Voilà qui est donc chose faite avec la parution ces jours-ci de Qu’est-ce que l’histoire environnementale ? par Grégory Quénet. Qu’on ne s’y trompe pas : contrairement à ce que suggère le titre trop modeste, l’ouvrage propose bien plus qu’une simple synthèse ou qu’une simple introduction à l’histoire environnementale. Le lecteur y trouvera certes une présentation et une discussion critique des principales contributions faites à ce jour en histoire environnementale – dont chacun a plus ou moins entendu parler dans la mesure où plusieurs best-sellers lui ont permis d’atteindre un assez large public –, mais il y trouvera aussi une histoire intellectuelle et contextualisée des travaux publiés dans le domaine au cours des trois ou quatre dernières décennies, une histoire de l’histoire environnementale depuis la formation de ce courant de pensée au début des années 1970 dans les pays anglo-saxons, une sociologie de la structuration de ce champ disciplinaire et des modalités de son internationalisation, une étude comparative de l’histoire de l’environnement telle qu’elle s’est développée en France après la Seconde Guerre mondiale (sous l’influence de l’Ecole des Annales et notamment de Fernand Braudel) et de l’histoire environnementale anglo-américaine initiée par Roderick Nash et Donald Worster, une interrogation sur les réquisits épistémologiques d’une « histoire totale » qui se voit contrainte de mobiliser des concepts et des méthodes pourtant incommensurables les uns aux autres (ceux des sciences de la nature, d’une part, et ceux des sciences sociales et des humanités, d’autre part), et, last but not least, une réflexion prospective sur une thématique émergente – celle des humanités environnementales – qui, selon l’auteur, « est potentiellement capable de réorganiser les études sur les sociétés et leur environnement et de prendre sous son aile, non seulement l’histoire environnementale, mais aussi toute les disciplines qui font les humanités : le droit, la littérature, l’histoire de l’art, l’anthropologie, la sociologie, la science politique et la philosophie » .
L’ouvrage, on l’aura compris, est d’une exceptionnelle richesse et se lit en outre très agréablement d’un bout à l’autre, étant servi par un style fluide que n’encombrent pas les inévitables et érudites notes de bas de page, ici réduites au strict minimum.

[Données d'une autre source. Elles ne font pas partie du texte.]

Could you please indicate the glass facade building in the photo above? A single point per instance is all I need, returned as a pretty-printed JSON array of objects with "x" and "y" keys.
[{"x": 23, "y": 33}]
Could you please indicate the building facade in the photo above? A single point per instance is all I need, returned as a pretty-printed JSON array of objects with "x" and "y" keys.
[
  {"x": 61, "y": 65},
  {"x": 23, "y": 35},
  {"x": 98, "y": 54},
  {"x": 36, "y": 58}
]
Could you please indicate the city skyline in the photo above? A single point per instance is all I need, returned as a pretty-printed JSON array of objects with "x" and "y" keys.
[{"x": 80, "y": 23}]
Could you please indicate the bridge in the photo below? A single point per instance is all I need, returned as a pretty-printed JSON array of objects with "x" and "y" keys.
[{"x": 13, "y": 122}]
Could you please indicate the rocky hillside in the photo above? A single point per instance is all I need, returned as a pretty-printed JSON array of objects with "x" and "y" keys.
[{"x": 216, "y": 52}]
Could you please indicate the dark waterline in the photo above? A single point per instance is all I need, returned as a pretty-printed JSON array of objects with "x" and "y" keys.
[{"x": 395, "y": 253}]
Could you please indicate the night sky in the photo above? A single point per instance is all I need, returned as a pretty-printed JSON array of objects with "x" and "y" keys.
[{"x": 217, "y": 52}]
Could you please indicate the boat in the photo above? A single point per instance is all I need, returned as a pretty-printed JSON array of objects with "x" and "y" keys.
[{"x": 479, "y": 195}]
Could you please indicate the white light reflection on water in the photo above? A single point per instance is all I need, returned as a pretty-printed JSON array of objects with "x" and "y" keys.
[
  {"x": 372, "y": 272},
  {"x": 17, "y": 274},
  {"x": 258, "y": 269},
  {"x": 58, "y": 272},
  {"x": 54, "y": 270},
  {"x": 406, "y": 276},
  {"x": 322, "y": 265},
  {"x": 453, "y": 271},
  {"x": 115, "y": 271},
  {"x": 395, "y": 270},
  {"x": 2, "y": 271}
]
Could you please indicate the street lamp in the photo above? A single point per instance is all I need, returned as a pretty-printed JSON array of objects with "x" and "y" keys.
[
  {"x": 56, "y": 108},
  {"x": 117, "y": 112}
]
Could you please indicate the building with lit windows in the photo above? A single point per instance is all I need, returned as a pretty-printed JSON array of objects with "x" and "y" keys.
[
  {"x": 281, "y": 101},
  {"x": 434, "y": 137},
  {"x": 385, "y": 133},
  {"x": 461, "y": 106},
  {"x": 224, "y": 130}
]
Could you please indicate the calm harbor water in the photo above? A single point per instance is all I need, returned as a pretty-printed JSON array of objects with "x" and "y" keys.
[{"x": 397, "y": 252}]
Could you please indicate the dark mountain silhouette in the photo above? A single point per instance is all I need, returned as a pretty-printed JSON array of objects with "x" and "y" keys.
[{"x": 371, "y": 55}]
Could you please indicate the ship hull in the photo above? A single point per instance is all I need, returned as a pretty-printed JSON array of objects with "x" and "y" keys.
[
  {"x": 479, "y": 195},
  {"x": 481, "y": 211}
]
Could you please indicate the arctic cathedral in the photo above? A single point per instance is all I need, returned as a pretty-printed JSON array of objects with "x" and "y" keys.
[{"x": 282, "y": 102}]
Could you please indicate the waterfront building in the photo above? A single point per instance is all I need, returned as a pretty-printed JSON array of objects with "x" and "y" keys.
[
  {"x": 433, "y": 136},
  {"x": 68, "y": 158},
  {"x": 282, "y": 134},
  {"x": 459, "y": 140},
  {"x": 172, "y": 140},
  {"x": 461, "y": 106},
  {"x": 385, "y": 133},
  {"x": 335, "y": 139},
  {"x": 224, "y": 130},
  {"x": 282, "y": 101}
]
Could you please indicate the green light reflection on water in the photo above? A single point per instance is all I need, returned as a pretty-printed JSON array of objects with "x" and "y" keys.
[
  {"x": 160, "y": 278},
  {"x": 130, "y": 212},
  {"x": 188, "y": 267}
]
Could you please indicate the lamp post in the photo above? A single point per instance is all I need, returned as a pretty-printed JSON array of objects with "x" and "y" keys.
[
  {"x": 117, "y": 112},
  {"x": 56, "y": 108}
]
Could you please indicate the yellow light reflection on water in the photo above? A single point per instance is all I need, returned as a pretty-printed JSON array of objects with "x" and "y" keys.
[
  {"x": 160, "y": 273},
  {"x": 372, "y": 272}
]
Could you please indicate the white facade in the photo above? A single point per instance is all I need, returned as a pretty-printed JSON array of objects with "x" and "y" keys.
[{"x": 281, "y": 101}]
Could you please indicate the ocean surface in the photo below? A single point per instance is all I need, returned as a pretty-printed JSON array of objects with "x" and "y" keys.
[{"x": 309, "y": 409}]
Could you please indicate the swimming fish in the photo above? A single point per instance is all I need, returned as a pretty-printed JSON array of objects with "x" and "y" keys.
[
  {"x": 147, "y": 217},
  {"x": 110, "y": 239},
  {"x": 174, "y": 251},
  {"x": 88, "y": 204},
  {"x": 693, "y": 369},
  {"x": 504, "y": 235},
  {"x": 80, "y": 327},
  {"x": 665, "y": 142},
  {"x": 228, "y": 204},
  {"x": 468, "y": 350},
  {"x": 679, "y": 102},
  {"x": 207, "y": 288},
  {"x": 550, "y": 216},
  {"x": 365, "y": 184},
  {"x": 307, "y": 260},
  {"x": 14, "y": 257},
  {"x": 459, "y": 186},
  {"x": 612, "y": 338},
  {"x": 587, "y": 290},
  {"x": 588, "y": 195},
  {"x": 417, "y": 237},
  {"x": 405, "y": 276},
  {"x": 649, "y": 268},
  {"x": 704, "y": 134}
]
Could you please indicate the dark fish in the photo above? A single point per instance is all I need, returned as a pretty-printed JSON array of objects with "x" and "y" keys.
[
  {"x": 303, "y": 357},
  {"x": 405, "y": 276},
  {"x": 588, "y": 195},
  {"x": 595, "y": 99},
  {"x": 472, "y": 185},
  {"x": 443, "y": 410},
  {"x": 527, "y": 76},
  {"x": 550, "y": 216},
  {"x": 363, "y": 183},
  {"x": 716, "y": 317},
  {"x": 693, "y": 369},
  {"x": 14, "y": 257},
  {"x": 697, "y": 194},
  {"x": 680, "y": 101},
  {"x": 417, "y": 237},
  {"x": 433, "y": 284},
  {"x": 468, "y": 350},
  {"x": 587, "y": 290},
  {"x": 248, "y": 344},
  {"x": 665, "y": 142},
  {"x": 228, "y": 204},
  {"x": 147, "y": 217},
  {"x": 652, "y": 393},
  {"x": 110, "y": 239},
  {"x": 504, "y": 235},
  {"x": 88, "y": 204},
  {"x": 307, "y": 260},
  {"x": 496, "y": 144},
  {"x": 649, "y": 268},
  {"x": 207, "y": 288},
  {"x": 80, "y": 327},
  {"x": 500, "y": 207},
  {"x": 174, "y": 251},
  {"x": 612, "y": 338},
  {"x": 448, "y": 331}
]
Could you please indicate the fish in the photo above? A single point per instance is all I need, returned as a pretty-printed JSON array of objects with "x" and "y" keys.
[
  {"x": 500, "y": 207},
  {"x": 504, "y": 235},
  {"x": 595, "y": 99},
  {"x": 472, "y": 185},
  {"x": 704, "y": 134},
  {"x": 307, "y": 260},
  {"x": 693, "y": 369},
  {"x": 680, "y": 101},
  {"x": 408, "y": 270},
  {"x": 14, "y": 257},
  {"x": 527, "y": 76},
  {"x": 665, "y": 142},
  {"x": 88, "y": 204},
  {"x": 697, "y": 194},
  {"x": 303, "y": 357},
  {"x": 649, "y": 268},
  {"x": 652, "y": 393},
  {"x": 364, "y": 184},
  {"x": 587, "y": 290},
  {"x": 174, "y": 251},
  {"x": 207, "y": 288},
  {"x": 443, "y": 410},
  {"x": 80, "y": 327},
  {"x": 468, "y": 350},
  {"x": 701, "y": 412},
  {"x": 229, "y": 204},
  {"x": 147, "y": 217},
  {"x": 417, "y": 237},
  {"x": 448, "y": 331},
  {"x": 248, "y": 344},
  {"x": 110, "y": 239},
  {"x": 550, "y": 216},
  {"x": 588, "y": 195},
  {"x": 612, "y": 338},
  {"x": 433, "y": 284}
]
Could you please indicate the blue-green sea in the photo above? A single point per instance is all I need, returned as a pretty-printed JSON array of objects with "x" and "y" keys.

Divisé en deux parties comportant chacune trois chapitres, il propose en un premier temps une étude de la formation de l’histoire environnementale comme champ de recherche et de sa lente démarcation par rapport aux domaines connexes de la géographie historique et de l’anthropologie culturelle. Le premier chapitre avance les éléments généraux de définition permettant de fixer à titre provisoire l’identité disciplinaire de l’histoire environnementale. Le second examine les conditions de l’internationalisation de ce courant intellectuel et son éclatement actuel. Le troisième met au centre de son attention le « cas français » – particulièrement digne d’intérêt en ce que, après avoir été l’un des derniers pays à avoir accueilli l’histoire environnementale dans ses programmes des recherche, la France se distingue aujourd’hui comme l’un des lieux les plus dynamiques en Europe . La seconde partie de l’ouvrage présente trois études monographiques, organisées autour des trois thématiques majeures de la recherche en histoire environnementale, à savoir la thématique de l’urbain (dans laquelle se sont illustrés des auteurs comme Martin Melosi, William Cronon et Mike Davis), la thématique de l’impérialisme colonial (qui a fortement contribué au succès de l’histoire environnementale aux Etats-Unis : que l’on songe aux travaux fondamentaux d’Alfred Crosby, repris et développés par Jared Diamond, mais aussi aux travaux de Ramachandra Guha, de Richard Grove et de Mike Davis),et la thématique des changements environnementaux (l’ouvrage pionnier demeurant, ici, celui de Donald Worster sur le Dust Bowl, bientôt suivis par ceux de Richard White, John McNeill et Carolyn Merchant).